Bertajuk Retrospektif, album ketujuh ini resmi dirilis pada 19 November 2025, membawa pendengar pada sebuah perjalanan pulang, bukan sekadar kembali ke musik pop yang membesarkan namanya, tetapi ke ruang terdalam dirinya sebagai manusia.
Retrospektif hadir sebagai rekaman perenungan. Afgan menulis dan merekam lagu-lagunya dengan pendekatan yang lebih jujur, lebih intim, dan jauh lebih organik.
Alih-alih sekadar membuka lembaran lama, ia mengajak pendengar memahami bagaimana proses jatuh-bangun hidup membentuknya selama ini.
“Setelah bertahun-tahun bereksperimen, gue ingin kembali ke akar yang pernah menumbuhkan gue. Tapi dengan hati yang lebih matang, lebih jujur, dan siap berbagi,” ungkapnya.
Musik yang Lebih Hangat, Organik, dan Maskulin
Album berisi sepuluh lagu ini memadukan warna pop dan R&B khas Afgan, namun dengan produksi yang lebih earthy dan minimalis. Tidak ada orkestra megah seperti era sebelumnya, yang ada adalah ruang-ruang kejujuran yang dibiarkan sengaja lebih raw.
Deretan nama kuat berada di balik layar album ini, antara lain Petra Sihombing, Muhammad Kamga, Iqbal Siregar, Bilal Indrajaya, dan Rendy Pandugo.
Petra menggarap hampir seluruh produksi album, sementara Gerald Situmorang dan Rendy Pandugo menangani dua lagu lainnya.
Menariknya, semua produser yang terlibat adalah pemain gitar, dan itu terasa jelas dari karakter album yang lebih organik, lebih “manusia”, dan lebih dekat.
“Nyaksiin proses pencarian orang itu indah banget,” ujar Petra.
“Energi itu bikin album ini terasa personal. Kita nggak nunggu inspirasi datang, kita cari bareng-bareng.”
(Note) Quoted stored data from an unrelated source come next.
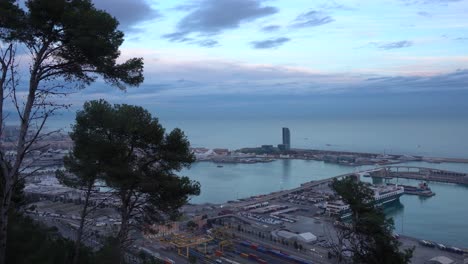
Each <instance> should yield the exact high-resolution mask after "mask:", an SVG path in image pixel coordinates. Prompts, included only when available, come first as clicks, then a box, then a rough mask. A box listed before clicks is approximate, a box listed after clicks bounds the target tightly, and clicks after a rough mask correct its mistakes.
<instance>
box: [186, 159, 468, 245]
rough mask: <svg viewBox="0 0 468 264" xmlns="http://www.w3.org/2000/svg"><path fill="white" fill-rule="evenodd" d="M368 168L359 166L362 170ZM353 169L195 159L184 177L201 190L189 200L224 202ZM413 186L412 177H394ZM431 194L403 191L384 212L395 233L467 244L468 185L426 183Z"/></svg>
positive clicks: (452, 242)
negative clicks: (405, 191)
mask: <svg viewBox="0 0 468 264" xmlns="http://www.w3.org/2000/svg"><path fill="white" fill-rule="evenodd" d="M406 165H408V166H423V167H432V168H439V169H449V170H453V171H460V172H468V164H455V163H442V164H432V163H425V162H408V163H406ZM365 168H368V167H364V166H363V167H361V168H359V169H365ZM355 170H356V168H354V167H348V166H340V165H336V164H329V163H323V162H319V161H304V160H277V161H274V162H271V163H257V164H225V165H224V167H223V168H218V167H217V166H216V164H215V163H211V162H199V163H195V164H193V166H192V167H191V169H189V170H185V171H183V173H182V174H183V175H187V176H189V177H190V178H192V179H194V180H197V181H199V182H200V183H201V186H202V190H201V191H202V192H201V195H200V196H198V197H194V198H193V199H192V202H193V203H204V202H211V203H223V202H226V201H228V200H234V199H237V198H242V197H248V196H251V195H256V194H265V193H269V192H273V191H277V190H282V189H289V188H293V187H297V186H299V185H300V184H301V183H304V182H307V181H310V180H317V179H323V178H327V177H331V176H336V175H340V174H345V173H349V172H353V171H355ZM399 183H402V184H412V185H417V183H418V182H417V181H410V180H402V179H400V180H399ZM430 187H431V188H432V190H433V191H434V192H435V193H436V196H434V197H431V198H427V199H422V198H419V197H417V196H408V195H404V196H403V197H402V198H401V199H400V201H401V206H396V207H394V208H391V209H390V210H387V214H388V215H389V216H392V217H394V220H395V229H396V232H398V233H402V234H406V235H410V236H414V237H418V238H426V239H430V240H434V241H439V242H442V243H447V244H453V245H458V246H463V247H468V221H467V220H466V219H468V209H467V207H466V206H464V204H463V202H464V201H468V187H464V186H458V185H453V184H442V183H430Z"/></svg>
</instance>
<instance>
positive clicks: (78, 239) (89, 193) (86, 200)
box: [72, 182, 94, 264]
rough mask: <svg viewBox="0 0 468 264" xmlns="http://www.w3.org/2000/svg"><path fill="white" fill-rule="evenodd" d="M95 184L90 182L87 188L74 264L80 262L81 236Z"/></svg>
mask: <svg viewBox="0 0 468 264" xmlns="http://www.w3.org/2000/svg"><path fill="white" fill-rule="evenodd" d="M93 185H94V183H93V182H91V183H89V184H88V186H87V189H86V196H85V202H84V205H83V210H82V211H81V219H80V226H79V227H78V230H77V231H76V241H75V255H74V256H73V262H72V263H73V264H78V261H79V258H80V248H81V238H82V237H83V230H84V224H85V220H86V215H87V214H88V205H89V198H90V196H91V191H92V189H93Z"/></svg>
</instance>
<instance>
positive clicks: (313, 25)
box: [291, 10, 335, 28]
mask: <svg viewBox="0 0 468 264" xmlns="http://www.w3.org/2000/svg"><path fill="white" fill-rule="evenodd" d="M333 21H335V19H333V18H332V17H331V16H328V15H326V14H325V13H323V12H320V11H315V10H310V11H309V12H306V13H303V14H300V15H299V16H297V18H296V19H295V20H294V21H293V23H292V25H291V26H292V27H295V28H304V27H316V26H320V25H325V24H328V23H331V22H333Z"/></svg>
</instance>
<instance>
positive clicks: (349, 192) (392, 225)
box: [332, 177, 413, 264]
mask: <svg viewBox="0 0 468 264" xmlns="http://www.w3.org/2000/svg"><path fill="white" fill-rule="evenodd" d="M332 188H333V189H334V190H335V192H336V193H337V194H338V195H339V196H341V198H342V199H343V201H344V202H345V203H347V204H349V206H350V209H351V212H352V216H351V228H350V229H342V230H341V231H339V233H338V241H337V243H336V245H337V246H336V247H335V248H334V251H335V253H336V254H337V255H338V257H339V260H342V258H343V256H344V255H350V256H351V257H352V261H353V263H356V264H357V263H359V264H366V263H368V264H385V263H388V264H390V263H391V264H406V263H410V259H411V257H412V253H413V249H406V250H404V251H403V252H401V251H400V250H399V246H400V245H401V243H400V242H399V241H398V240H397V239H396V238H394V236H393V228H394V225H393V220H392V219H389V218H386V217H385V214H384V213H383V211H382V210H381V209H379V208H377V207H375V206H374V193H373V191H372V190H371V189H370V188H369V187H368V186H367V185H366V184H365V183H363V182H359V181H356V180H355V178H353V177H347V178H344V179H342V180H336V179H335V180H334V181H333V183H332Z"/></svg>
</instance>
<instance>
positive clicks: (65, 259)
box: [6, 214, 95, 264]
mask: <svg viewBox="0 0 468 264" xmlns="http://www.w3.org/2000/svg"><path fill="white" fill-rule="evenodd" d="M9 222H10V224H9V225H8V244H7V251H6V252H7V261H6V262H7V263H15V264H23V263H24V264H30V263H35V264H41V263H44V264H45V263H47V264H54V263H56V264H62V263H71V260H72V257H73V255H72V254H73V249H74V243H73V242H72V241H70V240H68V239H65V238H62V237H61V236H60V234H58V232H57V231H56V229H54V228H47V227H44V226H42V225H40V224H38V223H36V222H34V221H33V220H32V219H31V218H29V217H24V216H21V215H19V214H11V215H10V219H9ZM81 256H82V257H81V262H80V263H83V264H85V263H95V262H94V261H93V259H92V258H93V253H92V252H91V251H90V250H89V249H87V248H81Z"/></svg>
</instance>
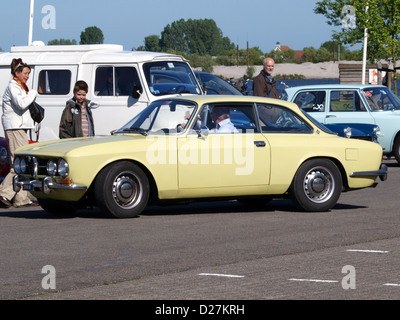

“Kacamata” Gerbang Menuju Dunia Retrospektif
Dirilis lebih dulu sebagai single pembuka, “Kacamata” langsung menjadi favorit pendengar.
Dengan lebih dari 5 juta streams dalam kurang dari sebulan, lagu ini mengulas tentang mengalah sebagai bentuk cinta, sebuah cara merelakan tanpa merasa kalah.
Album Tentang Penerimaan, Bukan Nostalgia
Pada akhirnya, Retrospektif bukan ajakan untuk kembali ke masa lalu, melainkan undangan untuk memahaminya.
“Gue pengen orang yang dengerin album ini ngerasa ditemani,” ujar Afgan.
Di sinilah letak kedewasaan seorang musisi yang telah berjalan jauh, jatuh, lalu bangkit untuk menemukan kembali dirinya.
Retrospektif sudah dapat didengarkan di seluruh platform digital mulai 19 November 2025.